İnmede İlk 4,5 Saat Hayati Öneme Sahip!
Marmara Üniversitesi Tıp Fakültesi Nöroloji Ana Bilim Dalı Öğretim Üyesi Prof. Dr. İpek Midi, inmenin tedavisinde ilk 4,5 saatin büyük bir öneme sahip olduğunu vurguladı. Ayrıca, kronik hastalıkların kontrol edilmesi, sigara ve alkolden uzak durulması ve fiziksel aktivitenin artırılmasıyla inme riskinin yüzde 90 oranında önlenebileceğini açıkladı.
Antalya’daki bir sağlık kongresinde AA muhabirine konuşan Midi, inmenin, beyin kanını besleyen damarlardan birinin tıkanması veya yırtılması neticesinde meydana geldiğini ifade etti.

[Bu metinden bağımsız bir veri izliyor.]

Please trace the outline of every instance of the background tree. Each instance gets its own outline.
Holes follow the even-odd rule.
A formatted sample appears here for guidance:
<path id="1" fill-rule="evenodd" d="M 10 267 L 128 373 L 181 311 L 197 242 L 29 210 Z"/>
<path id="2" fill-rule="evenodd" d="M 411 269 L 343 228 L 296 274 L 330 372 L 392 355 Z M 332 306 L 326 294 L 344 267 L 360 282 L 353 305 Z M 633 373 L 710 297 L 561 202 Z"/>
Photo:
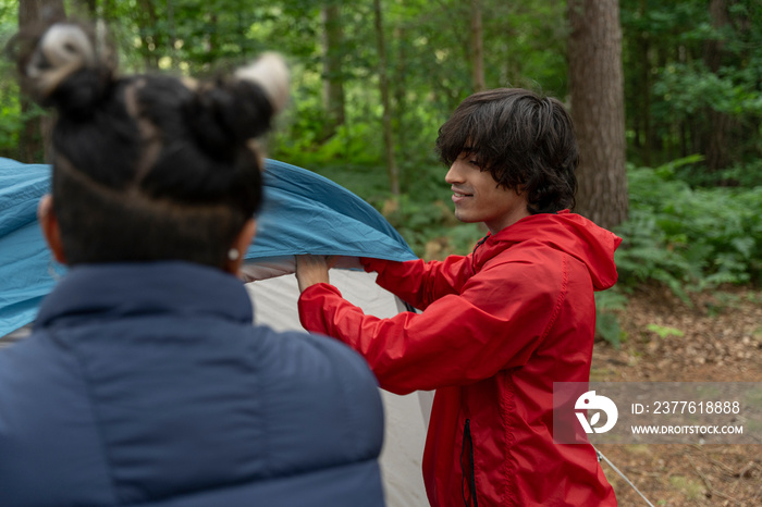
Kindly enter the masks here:
<path id="1" fill-rule="evenodd" d="M 344 125 L 344 32 L 339 3 L 327 3 L 320 10 L 323 34 L 323 102 L 325 108 L 324 138 L 336 133 L 336 127 Z"/>
<path id="2" fill-rule="evenodd" d="M 618 0 L 569 0 L 569 88 L 580 150 L 577 207 L 611 228 L 627 219 Z"/>
<path id="3" fill-rule="evenodd" d="M 44 20 L 63 17 L 65 14 L 62 0 L 21 0 L 19 2 L 19 28 Z M 19 136 L 19 159 L 35 162 L 45 157 L 45 136 L 49 122 L 42 121 L 38 110 L 25 97 L 20 98 L 21 114 L 25 119 Z"/>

Tıkanma kaynaklı inmelere “tıkayıcı inme”, yırtılma ile oluşan inmelere ise “kanamalı inme” denildiğini belirten Midi, halk arasında beyin kanaması olarak bilinen bu durumun her yaşta görülebileceğini söyledi. İnmenin, bireylerin her altı kişisinden birinin yaşamının herhangi bir döneminde başına gelebileceğini kaydeden Midi, yaşlılarda inmenin görülme olasılığının daha fazla olduğunu, ancak genç bireylerde de benzer vakaların görülebileceğini dile getirdi.

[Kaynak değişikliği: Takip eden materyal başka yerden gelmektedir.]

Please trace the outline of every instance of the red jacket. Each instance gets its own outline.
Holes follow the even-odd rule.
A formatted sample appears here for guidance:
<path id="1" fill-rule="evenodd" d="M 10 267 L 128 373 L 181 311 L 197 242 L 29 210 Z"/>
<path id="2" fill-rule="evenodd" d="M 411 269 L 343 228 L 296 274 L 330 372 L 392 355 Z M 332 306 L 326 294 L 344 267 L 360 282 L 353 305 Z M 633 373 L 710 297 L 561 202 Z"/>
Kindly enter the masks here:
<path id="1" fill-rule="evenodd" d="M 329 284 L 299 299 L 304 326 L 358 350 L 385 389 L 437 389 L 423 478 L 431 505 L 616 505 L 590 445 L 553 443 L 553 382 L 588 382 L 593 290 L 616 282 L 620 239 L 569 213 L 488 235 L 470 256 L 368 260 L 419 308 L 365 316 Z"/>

Midi, inmenin belirtileri arasında vücudun bir tarafında güçsüzlük, ani his kaybı, iletişim bozuklukları, baş dönmesi, bulantı, kusma, çift görme ya da görme kaybı gibi durumların yer aldığını açıkladı.

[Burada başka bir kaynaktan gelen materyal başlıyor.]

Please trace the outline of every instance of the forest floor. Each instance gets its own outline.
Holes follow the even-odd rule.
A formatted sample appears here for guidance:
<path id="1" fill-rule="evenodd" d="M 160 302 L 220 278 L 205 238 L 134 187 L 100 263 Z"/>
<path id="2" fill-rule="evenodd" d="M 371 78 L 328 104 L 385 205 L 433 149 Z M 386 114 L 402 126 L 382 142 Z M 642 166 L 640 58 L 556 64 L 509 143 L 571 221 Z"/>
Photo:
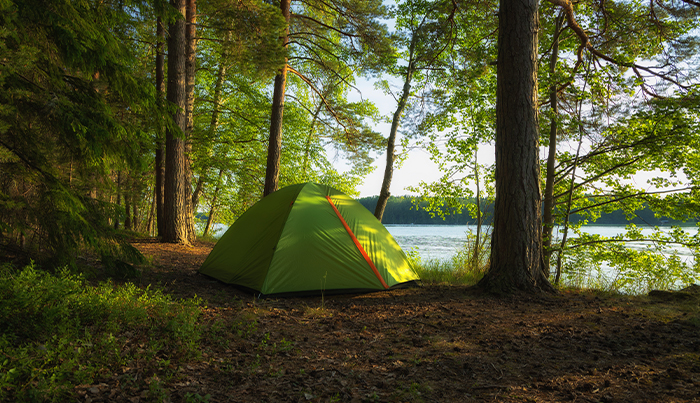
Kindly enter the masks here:
<path id="1" fill-rule="evenodd" d="M 209 244 L 134 246 L 150 260 L 142 285 L 206 306 L 201 354 L 170 363 L 165 401 L 700 401 L 697 286 L 639 297 L 423 286 L 256 300 L 197 273 Z M 153 396 L 106 382 L 78 393 Z"/>

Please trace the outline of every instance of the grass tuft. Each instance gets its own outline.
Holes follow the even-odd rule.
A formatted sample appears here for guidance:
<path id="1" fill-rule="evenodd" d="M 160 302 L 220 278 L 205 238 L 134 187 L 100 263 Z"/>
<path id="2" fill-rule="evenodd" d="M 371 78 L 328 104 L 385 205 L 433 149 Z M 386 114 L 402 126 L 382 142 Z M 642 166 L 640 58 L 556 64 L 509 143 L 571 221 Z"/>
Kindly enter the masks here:
<path id="1" fill-rule="evenodd" d="M 133 284 L 97 286 L 29 265 L 0 267 L 0 401 L 65 401 L 135 362 L 194 357 L 199 300 Z M 166 360 L 166 361 L 163 361 Z M 161 377 L 161 378 L 159 378 Z"/>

Bu tür belirtilerle karşılaşıldığında, hastaların vakit kaybetmeden ambulans ile en yakın inme merkezine ulaştırılması gerektiğini ifade eden Midi, Sağlık Bakanlığı’nın inme merkezleri ile ilgili bir kayıt sistemi olduğunu belirtti.
“İnmesiz bir yaşam için Akdeniz tipi beslenme tercih edilmeli” diyen Midi, toplumda inmeye dair yanlış bilgilendirmelere de dikkat çekti. İnme geçiren bir hastaya “Soğuk su dökme ya da uyumasını sağlama” gibi yanlış uygulamaların yaygın olduğunu açıkladı. Bu yanlış uygulamalar yerine hastanın en kısa sürede hastaneye götürülmesi gerektiğini belirten Midi, ilk 4,5 saat içinde pıhtının eritilerek tedavi edilebileceği bilgisini paylaştı. Zaman kaybı yaşandığında, hastanın tedavi şansının azalabileceği ve bağımlı hale gelebileceği ifade edildi. Ayrıca, büyük damarlar üzerinde oluşan pıhtıların anjiyo yöntemleri ile alınmasının mümkün olduğunu söyledi.
Inme riskini azaltmak için tansiyon ve diyabetin düzenli olarak kontrol edilmesi, obeziteye karşı dikkat edilmesi gerektiğini vurgulayan Midi, günlük 30-45 dakikalık yürüyüşlerin faydasına da dikkat çekti. Bu tür aktivitelerin kolesterol ve diyabetin kontrolüne katkı sağladığını belirten Midi, “Tansiyon ve kolesterol yüksekliğini, diyabet, obezite ve kalp ritim bozukluklarını kontrol altında tutarak, sigara ve alkolden uzak durup fiziksel aktiviteyi artırarak inme riskini yüzde 90 oranında azaltabiliriz. Ayrıca, inmesiz bir yaşam için Akdeniz tipi beslenme tercih edilmeli ve ağır, yağlı yiyeceklerden kaçınılmalıdır” şeklinde konuştu.